Car la culture donne forme à l'esprit
Paru en 1990 sous le titre Acts of meaning, ce classique de la psychologie culturelle marque un tournant dans la pensée de Bruner, mondialement connu jusqu'alors pour ses travaux pionniers de psychologie cognitive sur les interactions mère-nourrisson dans les apprentissages du langage.
Dans cet ouvrage, Bruner prend nettement ses distances avec ce qu'il estime être une dérive de la « révolution cognitive », en plein essor depuis le milieu du XXe siècle. Il y déplore la prétention de l'hypothèse biologique à expliquer à elle seule le fonctionnement de la pensée. En comparant le cerveau et l'ordinateur, la psychologie a été isolée des autres sciences humaines au risque d'oublier que les êtres humains sont situés socialement, historiquement et culturellement. Depuis les années 1990, les neurosciences se sont à leur tour engouffrées dans cette hypothèse biologique, donnant pleine actualité à l'alerte de Bruner.

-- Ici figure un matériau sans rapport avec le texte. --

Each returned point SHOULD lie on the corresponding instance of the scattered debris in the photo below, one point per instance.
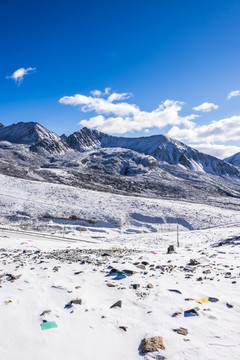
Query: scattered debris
(176, 313)
(191, 312)
(176, 291)
(171, 249)
(152, 344)
(123, 328)
(181, 331)
(203, 301)
(45, 312)
(48, 325)
(211, 299)
(117, 304)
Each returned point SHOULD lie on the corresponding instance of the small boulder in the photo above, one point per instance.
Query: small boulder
(171, 249)
(76, 301)
(181, 331)
(117, 304)
(150, 286)
(152, 344)
(123, 328)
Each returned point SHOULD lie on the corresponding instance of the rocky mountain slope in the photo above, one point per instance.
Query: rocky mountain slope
(234, 159)
(151, 166)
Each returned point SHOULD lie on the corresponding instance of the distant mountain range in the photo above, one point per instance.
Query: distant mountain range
(234, 159)
(89, 158)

Fort de son constat, Bruner a favorisé le développement de la psychologie culturelle, dont l'objectif n'est pas de rejeter la biologie mais de montrer que l'esprit et l'existence sont des reflets de la culture et de l'histoire tout autant que de la biologie et des capacités physiques.
Pour lui, la psychologie doit rejoindre le courant qui anime les sciences humaines. Elle doit notamment s'intéresser à toutes les formes de « récits » (littéraires, juridiques, ou ceux de la « psychologie populaire ») grâce auxquels les êtres humains créent de la signification. Une façon de comprendre comment la culture façonne les croyances, les désirs, les valeurs et ainsi « donne forme à l'esprit », à nos pensées.